Make a list of all numbers and their operational result. Sort the list by the results. Test matching results for having different operands.
Use a table from sums to the set of pairs of numbers generating that sum.
You can generate that table by two nested for loops, and then run through the table collecting the sums with multiple solutions.
I'd suggest calculating the powers in outer loops (EDIT: Moved calculations out of the for loops):
int x3, y3, z3;
for( int x = 1; x <= 20; ++x ) {
x3 = x * x * x;
for( int y = x + 1; y <= 21; ++y ) {
y3 = y * y * y;
for( int z = x + 1; z <= y - 1; ++z ) {
z3 = z * z * z;
for( int t = z; t <= y - 1; ++t ) {
if( x3 + y3 == z3 + t*t*t ) {
cout << x << ", " << y << ", " << z << ", " << t << endl;
}
}
}
}
}
Anyway, why do you want to optimize (at least for this example)? This runs in 20 ms on my PC... So I guess you have similar problems at a larger scale.
As a general summary:
Calculate the cubes as you loop rather than at the end, thus int xcubed = x*x*x; just after the loop of x (similarly with y and z). This saves you calculating the same values multiple times. Put them in a table so you only calculate these once.
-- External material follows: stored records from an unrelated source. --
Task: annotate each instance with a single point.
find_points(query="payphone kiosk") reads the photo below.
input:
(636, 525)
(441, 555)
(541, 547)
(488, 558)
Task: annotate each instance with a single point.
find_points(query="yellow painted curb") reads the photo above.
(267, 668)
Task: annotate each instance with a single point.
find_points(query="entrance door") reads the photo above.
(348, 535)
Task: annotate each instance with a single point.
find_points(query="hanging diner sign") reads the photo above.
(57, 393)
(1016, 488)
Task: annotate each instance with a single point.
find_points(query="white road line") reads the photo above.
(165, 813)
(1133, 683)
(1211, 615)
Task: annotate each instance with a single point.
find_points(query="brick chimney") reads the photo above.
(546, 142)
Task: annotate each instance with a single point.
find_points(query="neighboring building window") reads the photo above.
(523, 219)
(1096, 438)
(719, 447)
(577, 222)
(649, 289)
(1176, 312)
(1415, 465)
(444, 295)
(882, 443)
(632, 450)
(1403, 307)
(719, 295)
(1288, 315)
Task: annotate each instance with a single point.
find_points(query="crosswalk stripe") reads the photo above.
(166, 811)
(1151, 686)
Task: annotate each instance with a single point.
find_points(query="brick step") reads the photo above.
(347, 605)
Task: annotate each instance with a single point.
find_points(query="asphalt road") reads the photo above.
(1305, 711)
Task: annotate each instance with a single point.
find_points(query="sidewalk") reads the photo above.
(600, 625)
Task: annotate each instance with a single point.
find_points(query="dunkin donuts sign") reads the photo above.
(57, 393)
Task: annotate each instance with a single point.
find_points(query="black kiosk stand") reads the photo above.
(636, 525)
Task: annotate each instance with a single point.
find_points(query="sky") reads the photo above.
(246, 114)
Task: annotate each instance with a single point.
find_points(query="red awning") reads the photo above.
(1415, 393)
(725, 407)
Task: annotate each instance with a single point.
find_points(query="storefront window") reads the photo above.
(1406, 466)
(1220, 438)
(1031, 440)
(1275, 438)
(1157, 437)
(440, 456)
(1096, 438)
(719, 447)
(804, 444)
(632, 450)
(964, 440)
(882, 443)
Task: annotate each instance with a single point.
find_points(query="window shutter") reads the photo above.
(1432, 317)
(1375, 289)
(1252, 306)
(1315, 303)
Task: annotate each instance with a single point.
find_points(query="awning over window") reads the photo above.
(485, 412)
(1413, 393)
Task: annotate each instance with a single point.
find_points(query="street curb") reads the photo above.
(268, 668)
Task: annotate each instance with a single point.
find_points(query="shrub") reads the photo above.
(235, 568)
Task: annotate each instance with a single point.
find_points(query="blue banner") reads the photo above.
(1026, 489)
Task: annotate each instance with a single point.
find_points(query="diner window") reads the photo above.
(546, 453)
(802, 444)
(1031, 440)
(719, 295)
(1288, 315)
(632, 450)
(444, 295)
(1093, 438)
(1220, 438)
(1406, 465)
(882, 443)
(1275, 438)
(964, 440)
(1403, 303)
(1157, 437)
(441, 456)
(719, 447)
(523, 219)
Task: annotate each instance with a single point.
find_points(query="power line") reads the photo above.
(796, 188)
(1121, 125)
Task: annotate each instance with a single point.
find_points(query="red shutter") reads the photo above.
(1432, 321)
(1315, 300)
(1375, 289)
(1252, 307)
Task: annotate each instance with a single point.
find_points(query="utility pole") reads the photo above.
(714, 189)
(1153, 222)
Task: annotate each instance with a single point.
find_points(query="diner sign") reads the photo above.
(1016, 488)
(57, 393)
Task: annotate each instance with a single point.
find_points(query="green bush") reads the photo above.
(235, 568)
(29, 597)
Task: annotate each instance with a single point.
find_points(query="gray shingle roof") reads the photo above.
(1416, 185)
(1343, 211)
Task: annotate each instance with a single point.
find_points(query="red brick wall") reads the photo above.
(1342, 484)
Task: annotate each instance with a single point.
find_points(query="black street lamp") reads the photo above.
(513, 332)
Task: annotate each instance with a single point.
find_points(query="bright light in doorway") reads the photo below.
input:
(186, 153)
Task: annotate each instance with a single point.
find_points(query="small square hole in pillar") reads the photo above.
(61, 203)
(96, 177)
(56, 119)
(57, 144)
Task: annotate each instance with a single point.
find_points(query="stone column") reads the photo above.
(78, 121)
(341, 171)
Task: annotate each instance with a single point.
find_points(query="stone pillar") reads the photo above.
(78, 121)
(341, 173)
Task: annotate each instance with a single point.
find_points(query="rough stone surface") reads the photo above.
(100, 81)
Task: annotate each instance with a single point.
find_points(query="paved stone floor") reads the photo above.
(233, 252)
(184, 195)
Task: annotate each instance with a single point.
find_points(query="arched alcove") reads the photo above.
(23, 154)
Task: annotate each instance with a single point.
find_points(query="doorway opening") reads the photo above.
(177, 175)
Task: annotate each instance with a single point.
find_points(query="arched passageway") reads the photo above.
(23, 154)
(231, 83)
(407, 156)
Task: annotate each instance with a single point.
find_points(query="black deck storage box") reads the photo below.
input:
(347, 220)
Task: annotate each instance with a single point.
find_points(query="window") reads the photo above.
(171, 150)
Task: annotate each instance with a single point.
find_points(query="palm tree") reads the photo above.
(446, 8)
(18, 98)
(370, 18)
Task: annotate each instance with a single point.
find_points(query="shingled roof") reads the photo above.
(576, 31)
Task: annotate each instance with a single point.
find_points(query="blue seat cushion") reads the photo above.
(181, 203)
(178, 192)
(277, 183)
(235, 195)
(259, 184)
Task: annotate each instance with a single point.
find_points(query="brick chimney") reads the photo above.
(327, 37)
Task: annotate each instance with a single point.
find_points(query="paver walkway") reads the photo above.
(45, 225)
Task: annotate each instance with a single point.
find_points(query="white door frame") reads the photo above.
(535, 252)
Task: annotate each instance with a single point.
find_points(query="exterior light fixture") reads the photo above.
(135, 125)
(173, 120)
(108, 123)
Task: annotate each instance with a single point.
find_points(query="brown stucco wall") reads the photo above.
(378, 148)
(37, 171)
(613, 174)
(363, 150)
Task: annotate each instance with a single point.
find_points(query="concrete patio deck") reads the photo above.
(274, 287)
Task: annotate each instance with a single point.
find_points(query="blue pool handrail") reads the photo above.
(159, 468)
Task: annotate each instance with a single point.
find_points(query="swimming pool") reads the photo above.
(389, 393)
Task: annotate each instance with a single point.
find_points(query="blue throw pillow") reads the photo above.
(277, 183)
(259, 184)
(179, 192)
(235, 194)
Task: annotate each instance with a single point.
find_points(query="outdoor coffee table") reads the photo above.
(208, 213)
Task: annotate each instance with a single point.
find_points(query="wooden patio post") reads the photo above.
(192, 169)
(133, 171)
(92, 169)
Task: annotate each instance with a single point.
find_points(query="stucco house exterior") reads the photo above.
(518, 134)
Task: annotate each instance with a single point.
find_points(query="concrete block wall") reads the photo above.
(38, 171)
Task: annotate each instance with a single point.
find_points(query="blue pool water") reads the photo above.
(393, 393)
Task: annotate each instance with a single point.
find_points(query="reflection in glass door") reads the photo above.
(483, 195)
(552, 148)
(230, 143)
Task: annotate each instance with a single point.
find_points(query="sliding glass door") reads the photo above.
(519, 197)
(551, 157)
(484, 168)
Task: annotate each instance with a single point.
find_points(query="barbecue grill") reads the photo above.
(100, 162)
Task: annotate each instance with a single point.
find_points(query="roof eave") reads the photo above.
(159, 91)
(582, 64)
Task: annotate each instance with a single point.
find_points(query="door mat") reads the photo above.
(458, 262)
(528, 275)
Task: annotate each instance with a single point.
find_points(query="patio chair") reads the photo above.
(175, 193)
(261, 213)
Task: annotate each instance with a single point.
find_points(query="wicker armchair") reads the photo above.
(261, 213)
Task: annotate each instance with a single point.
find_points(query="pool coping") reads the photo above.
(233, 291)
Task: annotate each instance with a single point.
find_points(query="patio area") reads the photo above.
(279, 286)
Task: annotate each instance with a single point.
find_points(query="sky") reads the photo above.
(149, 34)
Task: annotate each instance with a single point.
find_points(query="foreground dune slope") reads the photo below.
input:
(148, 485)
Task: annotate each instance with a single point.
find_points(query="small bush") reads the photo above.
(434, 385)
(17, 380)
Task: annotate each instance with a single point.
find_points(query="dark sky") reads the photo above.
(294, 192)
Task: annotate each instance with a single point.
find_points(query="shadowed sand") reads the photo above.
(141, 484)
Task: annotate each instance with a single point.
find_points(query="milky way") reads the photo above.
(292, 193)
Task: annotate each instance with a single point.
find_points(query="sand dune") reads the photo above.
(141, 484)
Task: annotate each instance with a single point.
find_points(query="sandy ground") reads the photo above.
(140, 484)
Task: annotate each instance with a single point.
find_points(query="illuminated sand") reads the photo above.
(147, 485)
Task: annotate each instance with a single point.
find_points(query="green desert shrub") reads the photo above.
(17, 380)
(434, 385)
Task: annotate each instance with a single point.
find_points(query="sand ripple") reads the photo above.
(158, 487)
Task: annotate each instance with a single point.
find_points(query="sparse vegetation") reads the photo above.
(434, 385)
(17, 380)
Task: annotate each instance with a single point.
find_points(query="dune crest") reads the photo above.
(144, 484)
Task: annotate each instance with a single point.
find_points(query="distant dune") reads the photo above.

Create a table of sums of cubes, using a hash_table of some extent, and let it hold duplicates (not to be confused with a hashed-collision).
Any that has a duplicate is a solution.
1729 should come up as one of your solutions by the way. 1 cubed plus 12 cubed and also 9 cubed + 10 cubed.
To test performance you could of course pick a much higher value of maxsum (as well as run it several times).
The algorithm is strictly O(N^2/3). (2/3 because you go only to the cube-root of N and then it is O(m^2) on that smaller range).